I’m writing to add my voice to the growing chorus calling for the removal of the Confederate statue in front of the Halifax County Courthouse. 

As a native daughter of Virginia, I’ve spent my entire life surrounded by a celebration of the Confederacy: flags on shirts and belt buckles, statues on pedestals and highways named for defeated generals. And while these images have been a part of daily life, they have never faded into the background as harmless symbols of a long ago past. 

Instead, they remain icons of a belief that all men are not created equal and a cause that enslaves one to another. 

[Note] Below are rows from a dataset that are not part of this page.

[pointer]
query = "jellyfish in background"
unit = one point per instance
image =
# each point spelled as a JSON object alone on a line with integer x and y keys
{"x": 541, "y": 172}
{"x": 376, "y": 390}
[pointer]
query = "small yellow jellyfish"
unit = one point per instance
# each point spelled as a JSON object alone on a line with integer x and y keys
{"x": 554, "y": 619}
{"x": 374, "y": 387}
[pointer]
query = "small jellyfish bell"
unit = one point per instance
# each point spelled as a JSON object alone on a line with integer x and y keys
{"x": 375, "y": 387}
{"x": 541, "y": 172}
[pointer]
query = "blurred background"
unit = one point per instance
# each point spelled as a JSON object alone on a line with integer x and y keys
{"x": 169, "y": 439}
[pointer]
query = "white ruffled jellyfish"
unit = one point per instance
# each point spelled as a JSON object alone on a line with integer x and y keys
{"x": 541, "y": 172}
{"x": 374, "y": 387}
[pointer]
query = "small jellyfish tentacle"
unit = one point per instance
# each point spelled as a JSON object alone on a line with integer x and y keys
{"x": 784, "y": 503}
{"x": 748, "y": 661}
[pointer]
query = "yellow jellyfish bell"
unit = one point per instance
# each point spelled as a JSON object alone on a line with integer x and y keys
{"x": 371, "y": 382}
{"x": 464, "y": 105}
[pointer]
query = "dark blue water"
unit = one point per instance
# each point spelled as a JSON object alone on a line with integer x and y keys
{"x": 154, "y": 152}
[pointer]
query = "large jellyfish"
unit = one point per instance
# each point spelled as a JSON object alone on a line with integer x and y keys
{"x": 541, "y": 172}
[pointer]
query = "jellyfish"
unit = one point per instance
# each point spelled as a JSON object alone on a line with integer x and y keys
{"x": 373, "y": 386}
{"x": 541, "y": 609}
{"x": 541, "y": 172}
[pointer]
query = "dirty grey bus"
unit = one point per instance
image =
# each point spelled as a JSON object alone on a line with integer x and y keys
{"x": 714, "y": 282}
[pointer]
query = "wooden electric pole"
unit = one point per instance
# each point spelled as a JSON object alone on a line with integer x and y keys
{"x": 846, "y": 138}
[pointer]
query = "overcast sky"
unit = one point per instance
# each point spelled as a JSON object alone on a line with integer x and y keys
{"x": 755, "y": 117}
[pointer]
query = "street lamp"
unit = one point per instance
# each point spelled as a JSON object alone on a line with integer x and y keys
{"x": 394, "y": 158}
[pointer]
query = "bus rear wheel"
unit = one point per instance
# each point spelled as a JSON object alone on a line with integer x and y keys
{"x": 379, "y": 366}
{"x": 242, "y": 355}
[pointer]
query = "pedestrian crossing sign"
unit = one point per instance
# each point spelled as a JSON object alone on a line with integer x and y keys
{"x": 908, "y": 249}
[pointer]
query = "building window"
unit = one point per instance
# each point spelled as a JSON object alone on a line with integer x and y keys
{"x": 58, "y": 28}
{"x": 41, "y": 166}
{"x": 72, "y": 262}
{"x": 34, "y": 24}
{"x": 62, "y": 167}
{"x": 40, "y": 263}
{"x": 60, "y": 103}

In the years immediately following the Civil War and since, there has been a deliberate campaign to cast it as a noble fight for state’s rights. And we can debate that for days, but it matters not. The essential truth remains that had the Confederacy prevailed, slavery would have continued, perhaps inevitably, within its borders. 

How then do we justify a continued celebration of a cause to continue this most evil and sinful institution? We cannot.

It is past time that we remove the divisive symbols of the Confederacy from public lands and institutions. Indeed, I can think of no worse place for a Confederate statue than in front of a courthouse. 

The court, where we all hope and pray to be seen and treated as equal under the law, should never harbor a symbol honoring a fight to deny the humanity of people of color or any individual. My hope for justice is immeasurably diminished by a court that welcomes me to its grounds by honoring a soldier who died to keep me enslaved and enmeshed in a world where I was property to be bought, sold, used and discarded.

When we know better, we do better. Halifax County, we must do better. And we must never forget. 

Removing this statue is not a call to erase history, but rather to remember it as it is not as we would like it to be. We will all be better served, and better educated, if we place this statue in a local museum or historical site where the full story of our history can be told, analyzed and taught. 

I know for some this may be a deeply personal issue that intertwines family history and pride. I’m afraid I don’t have an easy answer for individuals who seek to honor the legacy of their loved ones who fought bravely in defense of an indefensible cause. Sometimes the people we love get it wrong, and that is a weighty challenge. My hope is that we’ll work together as a community to wrestle with these questions. What I know for sure is that when we talk to each other and work with each other we come out stronger and closer than before. 

I call upon the Halifax County Board of Supervisors to vote for the statue’s immediate removal and to form a diverse committee of citizens to develop a plan for the statue’s preservation and relocation. History is watching.